What is the difference between TSX and TSE?

Summary

  • The Toronto Stock Exchange was incorporated in 1878, and launched its benchmark index a century later.
  • The holding company, Toronto Stock Exchange Inc., was rebranded in 2002.
  • Following the rebranding, the benchmark index was renamed S&P/TSX Composite Index in May 2002.

The Toronto Stock Exchange is the largest securities trading platform in Canada, and the third largest in North America. Investors swear by the indices listed on this exchange, primarily the S&P/TSX Composite Index, which is the country’s benchmark index.

However, several investors are lost due the multiple references to the Toronto Stock Exchange (TSE) 300 Composite Index vis-a-vis the benchmark index managed by the TMX Group.

Let’s discuss what is the difference between TSE and TSX?

What is the TSE?

First step up in 1852, the Toronto Stock Exchange was a mere “association of brokers” with no official transaction records. However, in about a decade, the Toronto Stock Exchange (TSE) was formally created, albeit with meagre trading volumes, and a handful of listed securities.

The Toronto Stock Exchange Inc., incorporated in 1878, launched its Toronto Stock Exchange 300 Composite Index about a century later in 1977 as trading in securities caught pace with a maturing Canadian market.

With the gradual deepening of the Canadian stock market, the TSE 300 Composite Index evolved to better encapsulate the growth trends in the domestic economy, as the number of listed entities and volumes rose manifold.

According to the stock exchange, the total volume of shares traded on TSE reached about 3.3 billion in 1980, and held a combined value of about C$ 29.5 billion. The exchange accounted for about 80 percent equities trading in the country at that time.

The TSE was later categorized to solely allow trading in senior equities from 1991, while the other exchanges in Canada handled trading derivatives and junior equities. These trades were handed over to the Montreal Exchange and The Canadian Venture Exchange.

But how was the S&P/TSX Composite Index born? Let’s find out here.

Source: Pixabay

From TSE to TSX

The evolution of TSE into TSX is an interesting one.

In April 2002, the Toronto Stock Exchange Inc. re-branded itself to adopt the acronym TSX.

The Toronto Stock Exchange, managed by the trading business entity of the TSX Group Inc., simultaneously rebranded its benchmark TSE 300 Composite Index in May 2002.

The company handed over the management of the index to New York-based Standard & Poor’s to form the S&P/TSX Composite Index. The index, at this stage, comprised of 250 companies instead of the earlier 300.

The TSX Group also acquired the junior equities trading platform, Canadian Venture Exchange around the same time. This change in ownership triggered the renaming of the Canadian Venture Exchange’s index, S&P/CDNX Index to S&P/TSX Venture Index in 2002.

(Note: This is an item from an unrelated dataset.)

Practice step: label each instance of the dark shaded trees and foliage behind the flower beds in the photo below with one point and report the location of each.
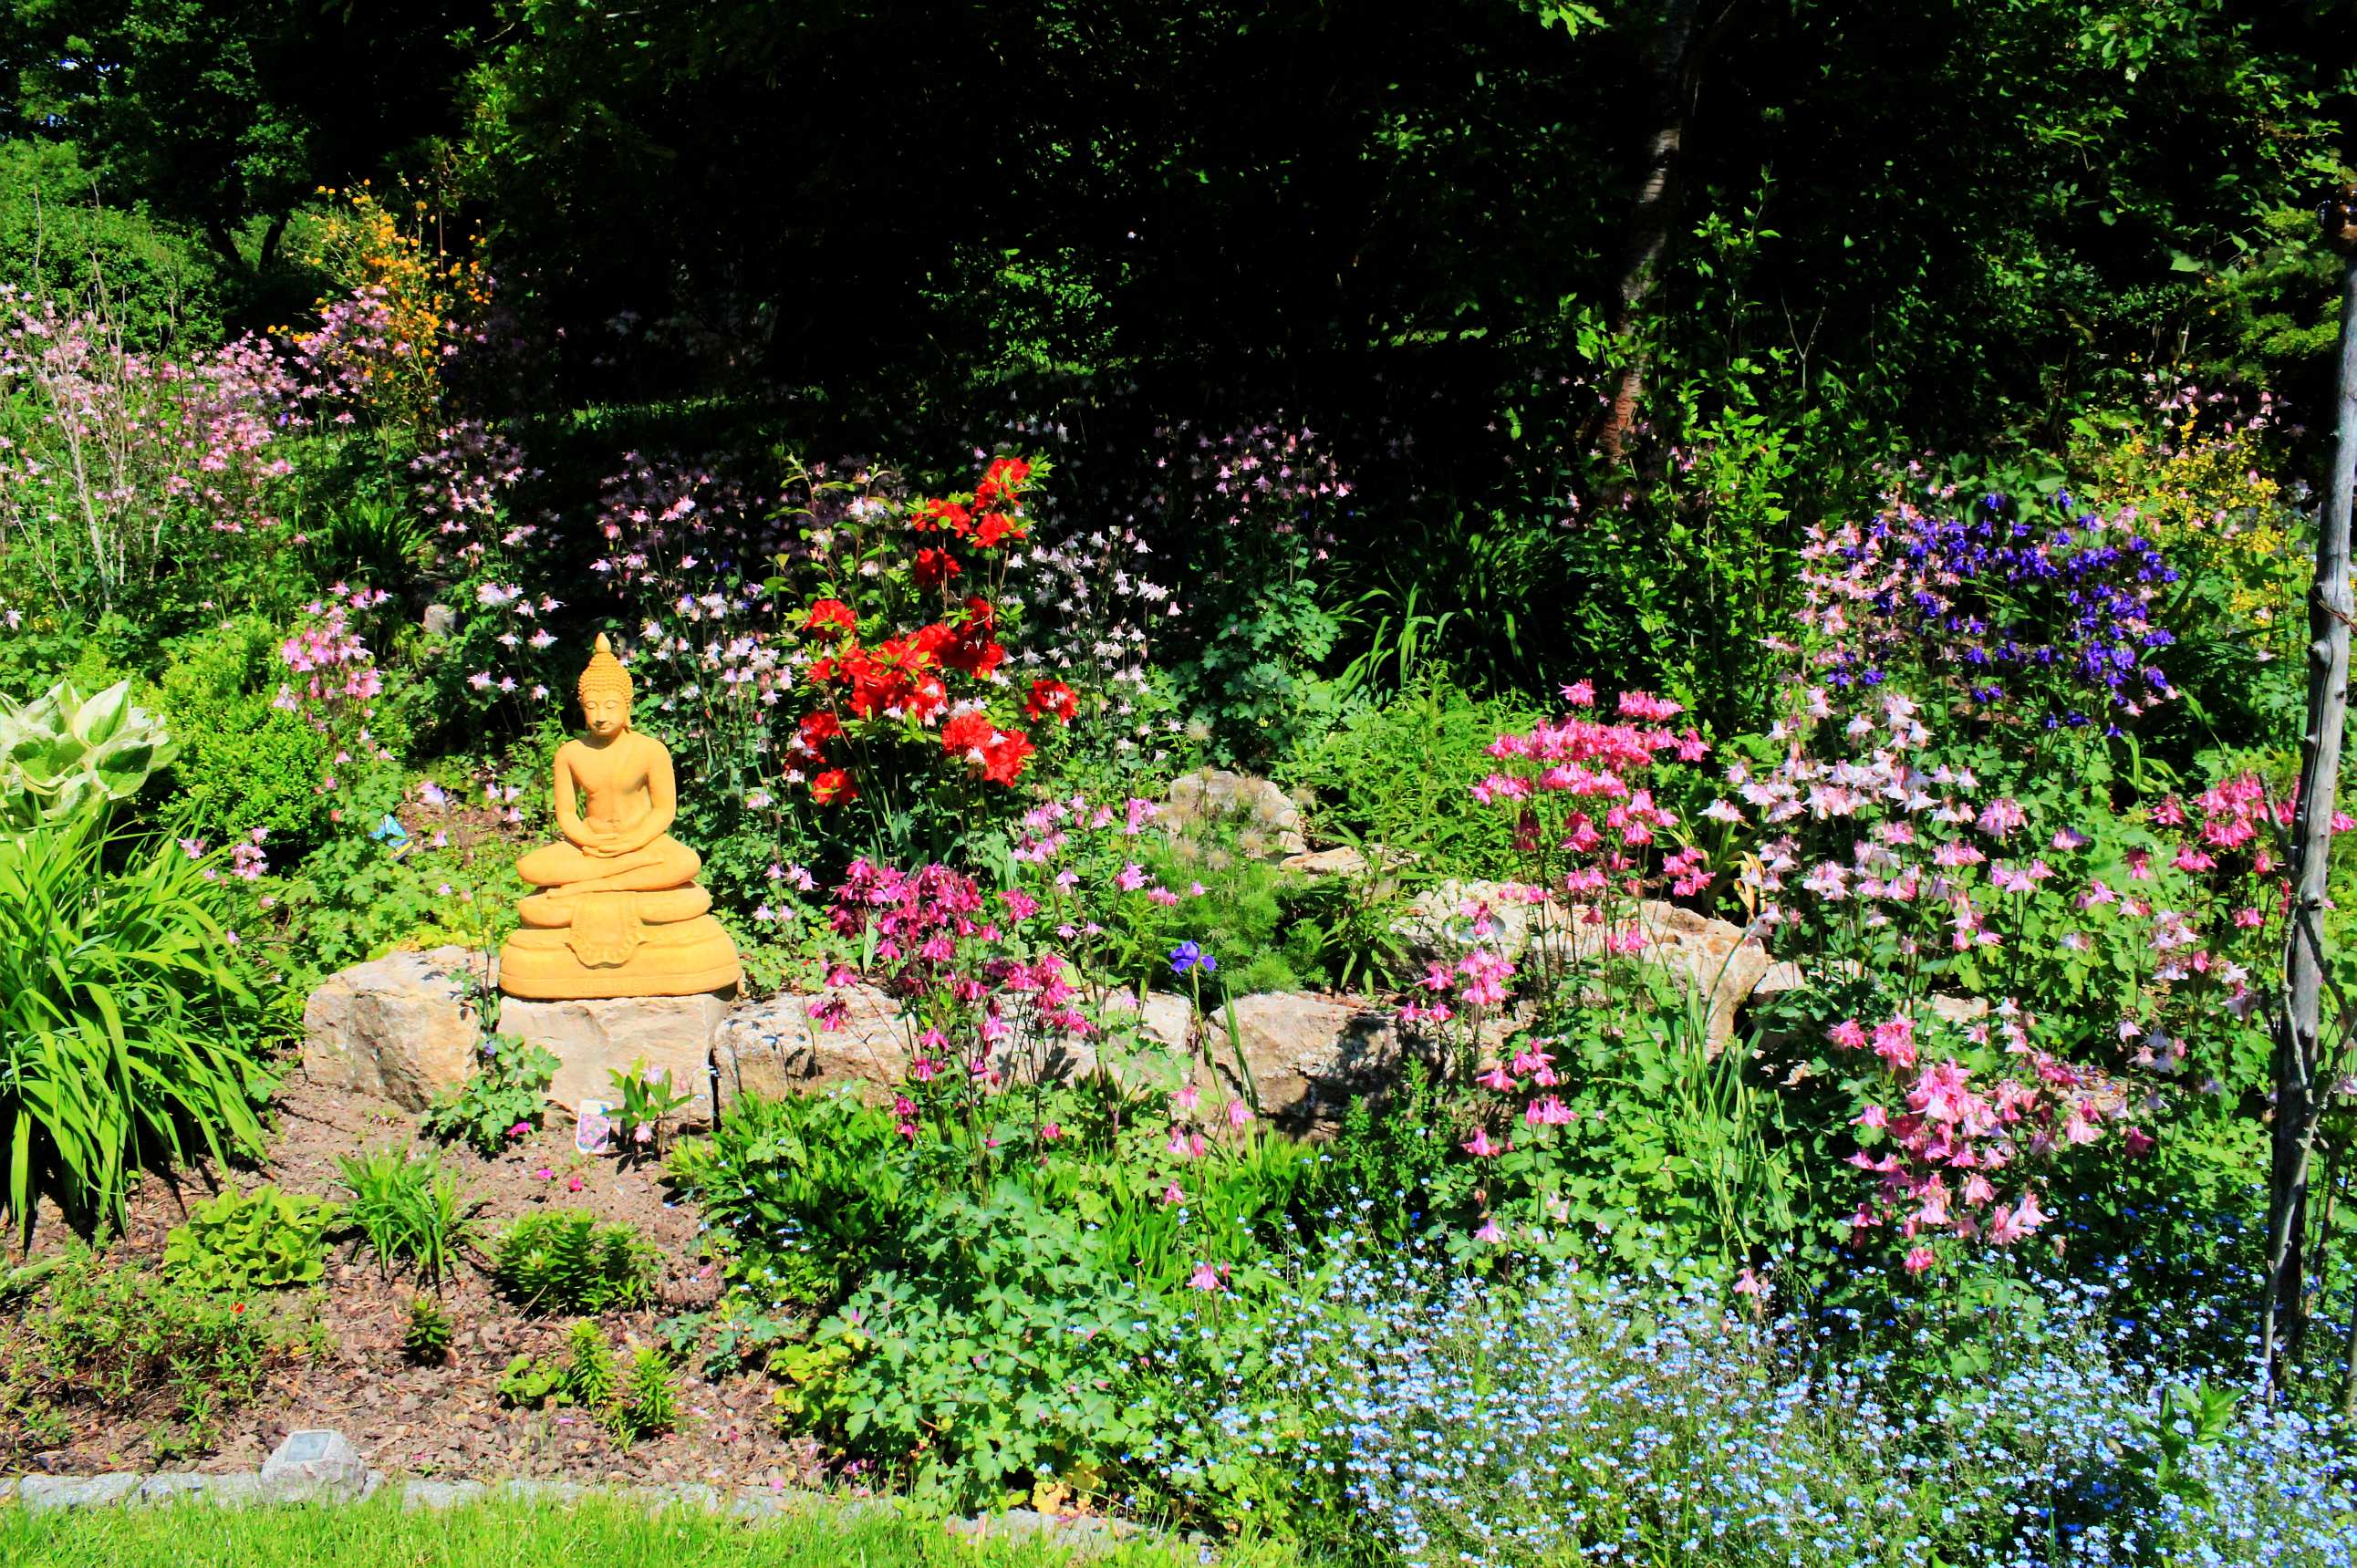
(1934, 230)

However, the TSX or the Toronto Stock Exchange –as we know it today – is currently managed by the TMX Group.

Let us look at how this next stage of transition:

 

TSX Group to TMX Group

The TSX Group gradually expanded its operations to consolidate all securities trading in Canada and brought them under the TSX Markets.

It also filed for a public listing in late 2002 and started trading in October 2002.

 However, to further expand its operations, the country’s largest securities trading corporation signed an agreement with the Montreal Exchange, categorised for derivatives trading, to merge the two organizations. This merger led to the creation of the TMX Group, as we know today.

Being one of the largest of equity marketplaces in Canada, the TMX Group has further subsidiaries including TMX Markets, the Canadian Derivatives Clearing Corporation, TMX Datalinx, TMX Insights, and TMX Money, among others. These companies offer services including data, analytics, clearing services, and an equities’ trading platform.

As a part of its trading business offerings, the TMX Group also has several sector and market cap-based indices to provide a better insight into the country’s equities market.

The TMX Money platform also provides market-related information on US securities.

Let’s now look at the Canadian benchmark index. 

The S&P/TSX Composite Index

One of the largest indices in North America, the S&P/TSX Composite Index currently comprises of 229 largest Canadian listed companies. The index closed at 20,157.65 points on Monday, June 14, 2021.

The S&P/TSX Composite Index is a weighted index, with the largest constituent accounting for 6.23 per cent weight. The index constituents together have an average market capitalization of C$ 12.626 billion. The Royal Bank of Canada (TSX:RY) has the largest market capitalization of C$ 180.053 billion.

The financial sector makes for the largest share of the pie at 31.45 per cent in the sectoral distribution of the index, followed by energy, materials and industrial sectors.

Healthcare, consumer staples, and consumer discretionary make up for the smallest in terms of index percentage share.